Mientras, los judíos de habla Yiddish seguían de aquí para allá. Acaso el único aspecto en el que algunos judíos españoles se comportaron exactamente igual que los del norte de Europa, fue en la obstinación por conservar su forma de hablar. Los que se establecieron en Amsterdam se adaptaron al uso del portugués; los de Libia, Túnez, Egipto y Alepo, en cambio, se acostumbraron al árabe. Pero los de Marruecos no: generaron un nuevo lenguaje a partir de la fusión de su español original con el árabe local, y de ese modo surgió la Jaquetilla. Por su parte, los turcos, griegos y balcánicos protagonizaron el fenómeno más interesante: siguieron hablando en el Español del siglo XV. El idioma “latino”, según se le llamó en Turquía. Ladino, en la pronunciación de la época, si bien su nombre correcto es Judesmo (que, al final de cuentas, significa lo mismo que Yiddish, sólo que en… Judesmo).

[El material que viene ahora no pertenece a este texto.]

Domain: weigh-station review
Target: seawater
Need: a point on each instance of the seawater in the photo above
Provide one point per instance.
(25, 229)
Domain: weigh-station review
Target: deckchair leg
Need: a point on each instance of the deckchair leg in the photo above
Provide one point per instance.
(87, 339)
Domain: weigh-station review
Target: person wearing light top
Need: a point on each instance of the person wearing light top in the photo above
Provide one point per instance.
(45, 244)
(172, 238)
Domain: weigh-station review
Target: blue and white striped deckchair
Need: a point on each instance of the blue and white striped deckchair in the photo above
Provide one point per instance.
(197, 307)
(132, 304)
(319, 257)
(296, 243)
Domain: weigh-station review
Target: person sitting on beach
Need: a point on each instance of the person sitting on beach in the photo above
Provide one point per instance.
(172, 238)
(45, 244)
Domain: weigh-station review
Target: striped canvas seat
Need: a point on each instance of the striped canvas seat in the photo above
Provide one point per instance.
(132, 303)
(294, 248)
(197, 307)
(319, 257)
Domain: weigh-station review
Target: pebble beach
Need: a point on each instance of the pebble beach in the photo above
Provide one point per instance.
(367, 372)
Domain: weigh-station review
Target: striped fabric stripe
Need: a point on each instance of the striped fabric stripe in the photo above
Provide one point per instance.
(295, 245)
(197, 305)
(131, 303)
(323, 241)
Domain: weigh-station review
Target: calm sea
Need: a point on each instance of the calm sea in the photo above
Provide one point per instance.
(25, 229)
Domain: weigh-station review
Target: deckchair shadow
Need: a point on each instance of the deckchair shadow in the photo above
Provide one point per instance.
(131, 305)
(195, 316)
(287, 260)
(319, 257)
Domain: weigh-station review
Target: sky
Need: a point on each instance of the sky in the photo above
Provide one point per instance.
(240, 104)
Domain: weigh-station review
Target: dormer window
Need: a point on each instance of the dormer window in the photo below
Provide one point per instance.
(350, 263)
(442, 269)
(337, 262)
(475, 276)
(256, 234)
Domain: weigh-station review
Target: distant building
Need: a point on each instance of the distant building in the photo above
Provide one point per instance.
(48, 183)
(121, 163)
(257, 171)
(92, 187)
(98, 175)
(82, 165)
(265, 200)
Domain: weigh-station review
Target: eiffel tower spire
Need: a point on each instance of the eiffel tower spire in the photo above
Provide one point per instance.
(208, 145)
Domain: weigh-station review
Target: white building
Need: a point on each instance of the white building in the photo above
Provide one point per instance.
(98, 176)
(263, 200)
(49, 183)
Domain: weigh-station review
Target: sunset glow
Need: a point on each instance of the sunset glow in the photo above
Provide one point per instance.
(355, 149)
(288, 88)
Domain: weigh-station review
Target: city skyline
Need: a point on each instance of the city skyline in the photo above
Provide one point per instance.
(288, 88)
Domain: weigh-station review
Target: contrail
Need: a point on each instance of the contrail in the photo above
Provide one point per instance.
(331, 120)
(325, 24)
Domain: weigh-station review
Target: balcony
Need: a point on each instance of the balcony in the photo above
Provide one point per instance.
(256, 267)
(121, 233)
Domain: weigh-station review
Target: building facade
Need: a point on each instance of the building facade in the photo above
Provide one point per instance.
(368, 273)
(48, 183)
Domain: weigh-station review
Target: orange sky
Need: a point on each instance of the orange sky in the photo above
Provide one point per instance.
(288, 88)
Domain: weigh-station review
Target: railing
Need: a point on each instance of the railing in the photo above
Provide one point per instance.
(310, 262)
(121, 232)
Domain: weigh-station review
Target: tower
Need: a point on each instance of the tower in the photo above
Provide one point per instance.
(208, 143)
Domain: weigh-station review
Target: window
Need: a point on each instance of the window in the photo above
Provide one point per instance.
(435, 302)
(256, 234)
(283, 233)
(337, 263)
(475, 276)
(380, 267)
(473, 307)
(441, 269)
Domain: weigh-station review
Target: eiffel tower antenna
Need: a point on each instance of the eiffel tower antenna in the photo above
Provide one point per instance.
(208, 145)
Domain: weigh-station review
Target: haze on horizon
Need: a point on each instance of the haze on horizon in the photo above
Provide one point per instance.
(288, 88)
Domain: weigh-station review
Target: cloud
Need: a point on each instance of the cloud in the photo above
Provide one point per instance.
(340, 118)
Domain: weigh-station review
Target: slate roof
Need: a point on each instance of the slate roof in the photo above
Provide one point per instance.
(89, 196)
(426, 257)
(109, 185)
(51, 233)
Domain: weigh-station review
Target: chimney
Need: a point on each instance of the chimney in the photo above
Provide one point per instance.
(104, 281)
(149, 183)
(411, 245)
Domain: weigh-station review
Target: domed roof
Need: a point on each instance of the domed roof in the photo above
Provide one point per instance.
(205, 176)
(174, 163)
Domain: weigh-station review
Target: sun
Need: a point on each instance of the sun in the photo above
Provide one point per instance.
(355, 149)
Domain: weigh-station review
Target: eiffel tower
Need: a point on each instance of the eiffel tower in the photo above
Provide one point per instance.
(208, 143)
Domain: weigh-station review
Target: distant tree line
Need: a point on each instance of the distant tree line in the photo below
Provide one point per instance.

Sefarditas y Ashekenazíes no tenían la misma idiosincracia. Los descendientes de los expulsados de España se aferraron al rango aristocrático que habían alcanzado en ese lejano país al que seguían viendo como su patria perdida. En contraste, los Yiddish del norte no le tenían demasiado aprecio a ningún territorio, y tampoco tenían mucho que perder o ganar con sus migraciones. Su único patrimonio estaba en el territorio abstracto de la lectura.

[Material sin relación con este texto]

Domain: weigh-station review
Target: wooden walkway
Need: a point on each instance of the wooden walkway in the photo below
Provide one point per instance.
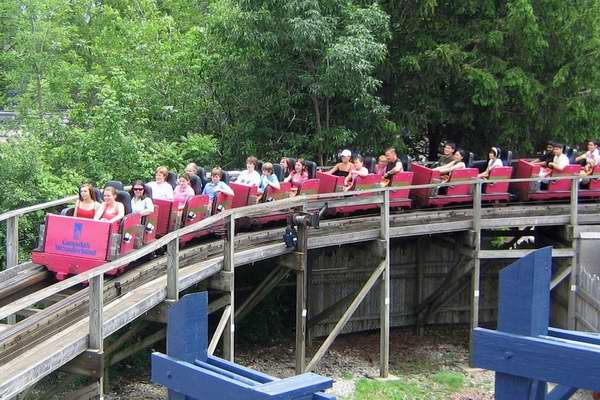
(86, 336)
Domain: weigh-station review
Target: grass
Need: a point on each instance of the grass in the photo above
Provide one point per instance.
(435, 387)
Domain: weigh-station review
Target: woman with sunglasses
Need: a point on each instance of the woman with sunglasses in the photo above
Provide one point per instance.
(140, 202)
(87, 205)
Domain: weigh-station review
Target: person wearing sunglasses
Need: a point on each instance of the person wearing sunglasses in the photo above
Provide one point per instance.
(140, 202)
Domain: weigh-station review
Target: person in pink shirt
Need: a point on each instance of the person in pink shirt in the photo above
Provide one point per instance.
(183, 191)
(297, 176)
(381, 165)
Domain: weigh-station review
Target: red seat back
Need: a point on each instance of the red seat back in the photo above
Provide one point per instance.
(279, 194)
(595, 183)
(401, 180)
(164, 215)
(196, 210)
(498, 173)
(241, 193)
(129, 232)
(309, 187)
(77, 237)
(330, 183)
(222, 202)
(563, 185)
(461, 175)
(424, 176)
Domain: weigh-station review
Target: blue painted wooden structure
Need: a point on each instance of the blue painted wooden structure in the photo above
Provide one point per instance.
(524, 351)
(190, 373)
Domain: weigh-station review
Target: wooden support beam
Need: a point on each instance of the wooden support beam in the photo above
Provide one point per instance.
(261, 292)
(225, 317)
(506, 254)
(222, 281)
(301, 298)
(229, 266)
(96, 323)
(384, 301)
(333, 309)
(90, 364)
(12, 242)
(373, 279)
(173, 270)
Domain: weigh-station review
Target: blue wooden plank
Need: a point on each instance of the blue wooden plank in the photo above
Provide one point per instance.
(584, 337)
(524, 302)
(294, 387)
(568, 364)
(524, 307)
(226, 373)
(198, 383)
(240, 370)
(187, 332)
(561, 392)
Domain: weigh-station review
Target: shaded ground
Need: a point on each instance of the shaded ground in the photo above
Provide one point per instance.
(431, 367)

Esa diferencia la podemos ver perfectamente reflejada en las canciones de cada grupo. Las canciones en Yiddish reflejan la crudeza de la marginación social y el constante exilio, contrastadas por una belleza espiritual e íntima incomparable, llena de una ternura increíble.

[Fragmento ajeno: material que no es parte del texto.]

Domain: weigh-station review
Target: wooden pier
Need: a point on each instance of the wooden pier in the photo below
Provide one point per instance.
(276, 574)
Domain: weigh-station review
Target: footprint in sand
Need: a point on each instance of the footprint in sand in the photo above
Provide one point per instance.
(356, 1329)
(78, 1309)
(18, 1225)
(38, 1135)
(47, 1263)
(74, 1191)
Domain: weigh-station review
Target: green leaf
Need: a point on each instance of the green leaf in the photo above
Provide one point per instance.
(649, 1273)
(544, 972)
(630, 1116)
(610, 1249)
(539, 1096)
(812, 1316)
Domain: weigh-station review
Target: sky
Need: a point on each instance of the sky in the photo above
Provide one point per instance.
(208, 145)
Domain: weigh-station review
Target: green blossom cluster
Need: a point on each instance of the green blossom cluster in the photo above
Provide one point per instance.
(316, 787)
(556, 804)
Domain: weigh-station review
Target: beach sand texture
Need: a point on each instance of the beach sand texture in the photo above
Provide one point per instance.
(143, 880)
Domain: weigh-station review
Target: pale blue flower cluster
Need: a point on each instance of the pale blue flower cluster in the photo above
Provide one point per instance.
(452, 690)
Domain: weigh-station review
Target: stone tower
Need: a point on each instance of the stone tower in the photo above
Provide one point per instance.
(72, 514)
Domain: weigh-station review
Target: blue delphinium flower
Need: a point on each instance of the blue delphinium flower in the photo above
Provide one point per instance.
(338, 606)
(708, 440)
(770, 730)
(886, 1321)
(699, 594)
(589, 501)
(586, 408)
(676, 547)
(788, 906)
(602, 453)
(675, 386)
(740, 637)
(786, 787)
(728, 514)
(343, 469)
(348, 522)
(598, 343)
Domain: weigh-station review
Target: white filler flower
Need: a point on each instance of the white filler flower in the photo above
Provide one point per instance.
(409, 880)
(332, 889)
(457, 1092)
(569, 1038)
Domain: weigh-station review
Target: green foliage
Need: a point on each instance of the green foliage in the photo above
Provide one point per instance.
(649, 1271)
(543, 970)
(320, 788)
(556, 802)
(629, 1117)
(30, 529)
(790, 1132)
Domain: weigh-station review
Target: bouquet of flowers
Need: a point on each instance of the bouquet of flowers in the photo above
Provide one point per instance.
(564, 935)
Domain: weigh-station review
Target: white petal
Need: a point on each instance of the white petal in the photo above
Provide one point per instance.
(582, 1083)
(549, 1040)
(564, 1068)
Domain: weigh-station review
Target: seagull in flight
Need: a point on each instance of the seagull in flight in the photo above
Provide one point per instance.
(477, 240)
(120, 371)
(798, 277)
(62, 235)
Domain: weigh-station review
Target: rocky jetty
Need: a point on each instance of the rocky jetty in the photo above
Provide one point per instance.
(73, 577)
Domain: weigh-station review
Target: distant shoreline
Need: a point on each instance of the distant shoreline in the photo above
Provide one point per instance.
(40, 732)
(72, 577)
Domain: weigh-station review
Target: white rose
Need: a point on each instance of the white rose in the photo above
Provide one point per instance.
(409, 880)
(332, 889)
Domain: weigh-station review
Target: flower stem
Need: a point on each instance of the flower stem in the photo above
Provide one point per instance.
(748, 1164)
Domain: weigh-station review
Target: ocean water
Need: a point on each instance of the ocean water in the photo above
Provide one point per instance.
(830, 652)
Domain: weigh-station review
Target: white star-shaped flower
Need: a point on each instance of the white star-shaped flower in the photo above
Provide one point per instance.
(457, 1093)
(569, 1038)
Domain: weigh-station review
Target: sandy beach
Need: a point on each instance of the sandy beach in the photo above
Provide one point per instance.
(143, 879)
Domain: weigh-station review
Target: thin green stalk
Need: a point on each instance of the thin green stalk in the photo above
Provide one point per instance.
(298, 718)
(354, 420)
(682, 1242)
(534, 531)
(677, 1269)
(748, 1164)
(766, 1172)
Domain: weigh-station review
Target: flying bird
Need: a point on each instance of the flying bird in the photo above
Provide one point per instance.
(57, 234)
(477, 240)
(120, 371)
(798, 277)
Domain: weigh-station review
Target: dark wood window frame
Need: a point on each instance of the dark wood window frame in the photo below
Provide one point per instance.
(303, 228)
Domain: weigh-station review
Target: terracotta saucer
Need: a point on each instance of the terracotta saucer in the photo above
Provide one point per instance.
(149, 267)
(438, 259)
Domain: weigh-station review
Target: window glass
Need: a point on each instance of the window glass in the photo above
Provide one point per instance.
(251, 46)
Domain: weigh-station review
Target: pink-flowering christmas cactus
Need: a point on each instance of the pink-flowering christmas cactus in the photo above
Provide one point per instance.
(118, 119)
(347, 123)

En cambio, las romanzas sefaradíes son un eco de la antigua España. No hablan casi de lo que le sucede a una comunidad más o menos bien asentada, fija, próspera. En cambio, son un tesoro arqueológico: aunque compiladas apenas a partir del siglo XIX, se remontan a la época medieval en la que todos vivían todavía en la Sefarad perdida, y en muchas ocasiones cuentan historias populares de esa Sefarad, historias que a veces ni siquiera son judías.
Comparemos algunos casos.
Por ejemplo, esa atmósfera de gente que es materialmente pobre, pero espiritualmente riquísima, la podemos encontrar en la canción en Yiddish llamada Oyfn Pripetchik. La escena es conmovedora a más no poder: una casa pobre, un invierno crudo, pero el maestro está con los niños y amorosamente les enseña las letras del Alef Bet, preparándolos para el único tesoro que tienen como judíos: sus libros.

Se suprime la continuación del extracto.